Free Software Foundation throwing a hissy fit over Windows 7
The folks over at the FSF have been known for some time now for their stances against proprietary and closed-source software. Their pent-up frustration toward large software companies has generally been channeled by pumping out lines of code and creating resources for free, open-source projects that provide alternatives to the payware already on the market. These free software initiatives are generally good for two things; providing software for people that don't need all the features and polish included in most commercial software packages, and keeping the open-source zealots occupied with relatively harmless work.
Occasionally, however, the zealots manage to escape their cages and enter the real world.
More after the break.
We've all seen it before; the FSF has opened campaigns from bashing the RIAA and media providers over digital rights management to telling our governments that all public documents should be provided according to their specifications. Hell, they're even taking a shot at our happy little capitalism with their battle against software patents. Of course, most of the people that are familiar with these campaigns (or even know the slightest bit about them) are... the open-sourcers that created them to start with.

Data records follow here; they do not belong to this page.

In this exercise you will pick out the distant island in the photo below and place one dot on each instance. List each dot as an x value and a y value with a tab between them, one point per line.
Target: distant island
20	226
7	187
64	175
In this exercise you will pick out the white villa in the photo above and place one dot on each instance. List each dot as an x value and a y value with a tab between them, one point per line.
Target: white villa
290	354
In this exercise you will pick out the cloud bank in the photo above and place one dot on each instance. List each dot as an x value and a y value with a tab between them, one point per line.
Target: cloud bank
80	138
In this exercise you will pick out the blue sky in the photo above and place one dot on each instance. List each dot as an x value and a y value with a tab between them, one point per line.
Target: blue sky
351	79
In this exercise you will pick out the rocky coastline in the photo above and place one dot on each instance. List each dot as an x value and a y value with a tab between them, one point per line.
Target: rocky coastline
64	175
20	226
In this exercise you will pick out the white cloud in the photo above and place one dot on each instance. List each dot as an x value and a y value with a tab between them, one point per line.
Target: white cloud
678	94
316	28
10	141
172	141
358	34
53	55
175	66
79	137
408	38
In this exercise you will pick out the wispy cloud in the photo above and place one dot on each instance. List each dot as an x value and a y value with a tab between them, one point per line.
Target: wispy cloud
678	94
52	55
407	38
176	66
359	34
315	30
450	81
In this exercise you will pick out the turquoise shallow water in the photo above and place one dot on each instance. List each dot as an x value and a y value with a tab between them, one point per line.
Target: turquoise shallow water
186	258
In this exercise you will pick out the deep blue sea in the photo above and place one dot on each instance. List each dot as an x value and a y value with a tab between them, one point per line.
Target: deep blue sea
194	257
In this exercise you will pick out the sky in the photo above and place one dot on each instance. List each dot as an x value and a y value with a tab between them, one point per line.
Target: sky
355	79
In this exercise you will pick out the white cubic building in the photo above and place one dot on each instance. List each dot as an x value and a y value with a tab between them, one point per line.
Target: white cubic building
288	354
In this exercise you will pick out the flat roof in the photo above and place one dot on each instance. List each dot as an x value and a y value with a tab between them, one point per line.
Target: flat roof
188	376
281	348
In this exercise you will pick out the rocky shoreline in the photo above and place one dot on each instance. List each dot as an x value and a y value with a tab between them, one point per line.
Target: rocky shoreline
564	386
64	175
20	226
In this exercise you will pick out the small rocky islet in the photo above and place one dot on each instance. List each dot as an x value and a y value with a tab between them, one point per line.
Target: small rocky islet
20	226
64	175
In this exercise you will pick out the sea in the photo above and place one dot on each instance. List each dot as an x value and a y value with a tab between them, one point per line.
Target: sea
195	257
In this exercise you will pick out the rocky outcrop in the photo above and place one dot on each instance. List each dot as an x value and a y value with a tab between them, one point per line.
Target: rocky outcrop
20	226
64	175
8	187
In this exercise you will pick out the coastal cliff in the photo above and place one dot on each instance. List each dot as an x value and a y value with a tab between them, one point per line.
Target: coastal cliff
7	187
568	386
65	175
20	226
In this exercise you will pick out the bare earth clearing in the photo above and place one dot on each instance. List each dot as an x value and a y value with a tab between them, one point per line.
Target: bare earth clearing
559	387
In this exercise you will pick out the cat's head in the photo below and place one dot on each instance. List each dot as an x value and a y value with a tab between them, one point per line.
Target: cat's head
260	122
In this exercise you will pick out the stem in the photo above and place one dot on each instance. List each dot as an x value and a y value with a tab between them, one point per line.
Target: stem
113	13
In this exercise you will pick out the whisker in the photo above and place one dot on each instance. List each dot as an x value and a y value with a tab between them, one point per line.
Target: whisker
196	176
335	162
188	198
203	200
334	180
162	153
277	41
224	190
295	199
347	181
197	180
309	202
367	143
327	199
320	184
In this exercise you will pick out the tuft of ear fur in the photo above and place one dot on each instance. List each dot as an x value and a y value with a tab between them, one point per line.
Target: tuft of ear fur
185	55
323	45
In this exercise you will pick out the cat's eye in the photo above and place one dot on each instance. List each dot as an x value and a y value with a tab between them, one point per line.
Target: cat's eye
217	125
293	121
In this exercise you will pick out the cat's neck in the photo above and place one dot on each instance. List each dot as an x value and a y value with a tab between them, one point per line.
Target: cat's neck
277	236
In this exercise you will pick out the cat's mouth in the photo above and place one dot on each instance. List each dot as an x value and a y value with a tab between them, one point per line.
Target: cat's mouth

These crusades, for the most part, have been relatively benign. The FSF and other backing entities have put out their press releases, waited for a few news stories to come up about them, and moved along from there. This time, however, the Free Software Foundation is getting somewhat more pushy about things. Their newest campaign, Windows 7 Sins, includes the usual news releases and campaign website. However, this crusade goes a little bit farther than the usual passive-aggressive game plan used by the zealots on previous ventures. This time, the FSF has written up a rather pushy-sounding letter to be sent to the Fortune 500 companies, to try to guilt them into moving to open-source solutions. Read a few choice excerpts from their letter:
With the release of Windows 7 in October, Microsoft is selling the new version on a combination of fear and threats.
With the threat to withdraw their support, they try to strongarm you into adopting new versions of their software even when you don't need them and may have a negative consequence to your ability to operate, once again abusing its monopoly position, explicitly inducing vendor lockin.
Anyone that reads this letter can clearly see that the Free Software Foundation is taking no objective tone to this campaign. Their letter reads as "Microsoft is bad, open-source is good. Why? Because we say so. So switch!" At the risk of deluging this post with inane quotes from the FSF's marketing materials, I have to share one final quote with you:Microsoft's continued attacks against the security, privacy and freedom of your organization, are no mistake. Microsoft has a history of manipulating computer manufacturers into installing its products onto the computers you purchase.
So, FSF, let me get this straight: by your logic, just because Lee has cooler facial hair, a faster car, and a bigger computer screen than me, he's automatically better than me in all aspects of life? I just want to make sure I understand where you're coming from.Free software provides all of the freedoms Microsoft tries to deny, and is therefore better in all areas: security, accountability and monetary cost.
One of the biggest arguments the FSF is using against corporations using proprietary software is software customizability; if a piece of software isn't quite right for your company, you can have your developer pull the source code and modify the program to your organization's needs. Sounds great, right? But what happens if there's a problem customizing the software? The best you can hope for, when getting support for open-source software, is to catch one of the project developers via email or some other method of communication, plead for their help, and hope they have time for you. There's simply no guarantee that you'll get any help with open-source software. Most proprietary enterprise software packages solve this problem in the form of something like a support contract; if you're paying for a piece of software, and it doesn't work quite the way you want it to, you can contact the support department of the software provider and ask for help from a professional, paid developer who works for the software company. This sort of contract provides assurance to enterprise customers that they won't be left out in the rain if they need changes made to the software they're licensing.
Oh, and speaking of being left out in the rain... last I checked, open-source project abandonment occurs much more often than proprietary software is tossed aside. Yes, of course, you can usually still get your hands on the source code to an abandoned open-source project, but that doesn't necessarily mean you'll be able to customize it or keep it up-to-date without outside help. That's why companies like Microsoft don't just drop software; they declare an end-of-life date, support the product until that date (and sometimes even after that date) and help customers move to newer versions of the product. Expecting Microsoft to continue supporting your Windows NT 3.51 Server installation is akin to expecting your local auto parts store to carry spare parts for your Model T. One simply can't expect a company to maintain old versions of their product forever; if Microsoft were still supporting Windows releases from the early '90s, they certainly wouldn't have time to do anything else.
The moral of the story? The FSF is, once again, angry at the software corporations of the world for doing their job. The idealistic ramblings of the open-source zealots will likely be heard by many, but acted upon by few. The views and intentions of the FSF are inherently good; the problem is that they go against an already-established business model shared by most of the companies and organizations on this planet. A world of free, completely open software and standards would be a good world, but it's not one that we can effectively apply to what we already have.